Phillip Quinn outlines the basic idea of epistemic parity in the following passage:
The notion of epistemic parity appears attractive from the outset.
Every ethics should include fairness, and epistemic parity seems to
do no more than introduce considerations of fairness into the ethics
of belief. Initially the idea seems simple enough. One should demand
no more, and no less, by way of justification for beliefs in one area
of inquiry than one does in another. Equally stringent standards of
rationality should apply in all cognitive domains. For example, belief
in God should not have to satisfy higher standards in order to be
rational or justified than does belief in the external world or other
minds. (P.L. Quinn, 'Epistemic Parity and Religious Argument',
Philosophical Perspectives, Vol. 5, Philosophy of Religion (1991), p.317.
If this conveys the central idea, one wonders how reasonable it is. Aristotle says in Nicomachean Ethics, I.3, that 'Our discussion will be adequate if it has as much clearness as the subject-matter admits of; for precision is not to be sought for alike in all discussions, any more than in all the products of the crafts' (Barnes, 'The Complete Works of Aristotle', Princeton : Princeton University Press, 1984, 2, p.1730.)
Aristotle clearly recognises that one cannot reasonably expect or require the same rigorous standard of proof from an orator as one can from a mathematician. Equally he himself cannot offer the same degree of rigour in discussing ethical topics as he uses in setting out his logical theory : the subject-matter does not allow it.
Precision and rigour have to be relativised, indexed, to subject-matter. If this is so then the requirement of epistemic parity does not appear reasonable.
But you mainly wanted to know what epistemic parity is. This I hope I have indicated clearly.

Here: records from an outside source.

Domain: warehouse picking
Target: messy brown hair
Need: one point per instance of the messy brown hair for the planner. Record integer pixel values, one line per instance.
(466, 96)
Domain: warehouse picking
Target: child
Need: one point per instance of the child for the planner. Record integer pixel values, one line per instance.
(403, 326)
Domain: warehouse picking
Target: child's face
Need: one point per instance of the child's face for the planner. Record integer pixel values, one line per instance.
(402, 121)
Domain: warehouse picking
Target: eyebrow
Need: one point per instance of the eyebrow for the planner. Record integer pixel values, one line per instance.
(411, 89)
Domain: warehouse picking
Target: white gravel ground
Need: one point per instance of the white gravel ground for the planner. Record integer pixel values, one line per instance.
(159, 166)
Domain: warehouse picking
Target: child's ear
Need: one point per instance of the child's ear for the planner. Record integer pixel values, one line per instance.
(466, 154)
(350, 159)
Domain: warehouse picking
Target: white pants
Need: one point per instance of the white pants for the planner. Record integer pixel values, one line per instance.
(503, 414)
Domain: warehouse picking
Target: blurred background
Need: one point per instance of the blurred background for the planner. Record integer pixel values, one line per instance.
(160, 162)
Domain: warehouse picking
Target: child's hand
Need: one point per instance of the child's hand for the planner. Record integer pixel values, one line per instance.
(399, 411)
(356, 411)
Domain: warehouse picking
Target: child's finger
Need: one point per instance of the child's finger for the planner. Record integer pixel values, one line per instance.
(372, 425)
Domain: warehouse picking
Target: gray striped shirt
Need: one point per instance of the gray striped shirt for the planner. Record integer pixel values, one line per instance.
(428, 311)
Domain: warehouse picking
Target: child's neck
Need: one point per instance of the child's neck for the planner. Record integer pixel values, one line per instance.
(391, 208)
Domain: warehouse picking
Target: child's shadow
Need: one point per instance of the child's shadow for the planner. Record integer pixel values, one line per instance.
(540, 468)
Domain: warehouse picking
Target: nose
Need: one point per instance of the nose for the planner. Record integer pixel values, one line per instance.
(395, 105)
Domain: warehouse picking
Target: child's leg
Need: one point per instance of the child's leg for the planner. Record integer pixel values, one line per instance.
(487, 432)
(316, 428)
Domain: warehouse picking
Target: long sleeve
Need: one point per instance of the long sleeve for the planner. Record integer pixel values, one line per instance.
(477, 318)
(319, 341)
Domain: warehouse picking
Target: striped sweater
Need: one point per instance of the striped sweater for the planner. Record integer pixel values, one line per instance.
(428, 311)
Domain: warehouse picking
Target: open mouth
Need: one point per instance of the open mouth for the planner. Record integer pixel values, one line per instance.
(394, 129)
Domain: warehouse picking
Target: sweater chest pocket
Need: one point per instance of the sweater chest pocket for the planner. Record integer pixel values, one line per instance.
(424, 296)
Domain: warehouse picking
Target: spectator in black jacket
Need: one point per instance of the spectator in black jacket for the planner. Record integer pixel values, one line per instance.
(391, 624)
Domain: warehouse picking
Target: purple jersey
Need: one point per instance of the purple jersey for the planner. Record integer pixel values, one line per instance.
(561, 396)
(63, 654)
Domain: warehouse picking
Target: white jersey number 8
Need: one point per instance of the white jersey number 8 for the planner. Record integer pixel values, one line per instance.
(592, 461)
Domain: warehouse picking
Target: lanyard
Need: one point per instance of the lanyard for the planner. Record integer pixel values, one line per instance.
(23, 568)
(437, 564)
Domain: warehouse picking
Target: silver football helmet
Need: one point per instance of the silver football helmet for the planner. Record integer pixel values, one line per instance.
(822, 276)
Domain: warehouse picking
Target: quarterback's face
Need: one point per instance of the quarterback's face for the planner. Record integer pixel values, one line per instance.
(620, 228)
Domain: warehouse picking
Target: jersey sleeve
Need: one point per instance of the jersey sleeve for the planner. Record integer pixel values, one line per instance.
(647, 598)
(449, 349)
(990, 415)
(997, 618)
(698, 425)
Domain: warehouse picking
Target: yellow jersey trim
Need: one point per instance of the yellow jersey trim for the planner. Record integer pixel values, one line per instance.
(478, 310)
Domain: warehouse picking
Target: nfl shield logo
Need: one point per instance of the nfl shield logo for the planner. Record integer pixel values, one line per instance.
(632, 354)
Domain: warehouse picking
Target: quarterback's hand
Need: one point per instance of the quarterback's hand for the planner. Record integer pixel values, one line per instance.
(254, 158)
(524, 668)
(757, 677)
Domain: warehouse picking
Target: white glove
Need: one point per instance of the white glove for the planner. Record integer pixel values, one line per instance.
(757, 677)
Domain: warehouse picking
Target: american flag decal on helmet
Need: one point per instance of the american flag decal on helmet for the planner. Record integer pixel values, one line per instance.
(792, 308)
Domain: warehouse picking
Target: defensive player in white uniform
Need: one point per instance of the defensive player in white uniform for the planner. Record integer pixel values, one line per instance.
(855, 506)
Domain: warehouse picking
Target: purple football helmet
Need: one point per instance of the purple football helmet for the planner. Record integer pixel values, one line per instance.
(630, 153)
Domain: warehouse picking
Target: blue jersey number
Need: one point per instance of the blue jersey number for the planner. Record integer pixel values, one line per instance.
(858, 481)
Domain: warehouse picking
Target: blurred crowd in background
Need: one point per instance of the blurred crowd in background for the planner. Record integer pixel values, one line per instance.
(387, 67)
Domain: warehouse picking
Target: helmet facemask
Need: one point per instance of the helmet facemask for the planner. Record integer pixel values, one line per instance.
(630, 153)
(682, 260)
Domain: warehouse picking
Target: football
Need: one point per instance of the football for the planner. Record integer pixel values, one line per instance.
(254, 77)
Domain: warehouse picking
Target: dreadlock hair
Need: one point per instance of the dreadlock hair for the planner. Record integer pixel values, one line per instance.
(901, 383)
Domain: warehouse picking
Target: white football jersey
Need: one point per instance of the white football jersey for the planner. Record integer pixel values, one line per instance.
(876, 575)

As to your rider, if the pluralist endorses epistemic parity in the particular field of religion, and not across the piece, then s/he should apply the same standards of proof or argument to one faith as to another. This need not mean that the two faiths will score equally by the relevant standards, since one may have epistemic merits that that the other lacks : mertis e.g. of consistency, comprehensiveness, clarity, economy of assumptions, &c.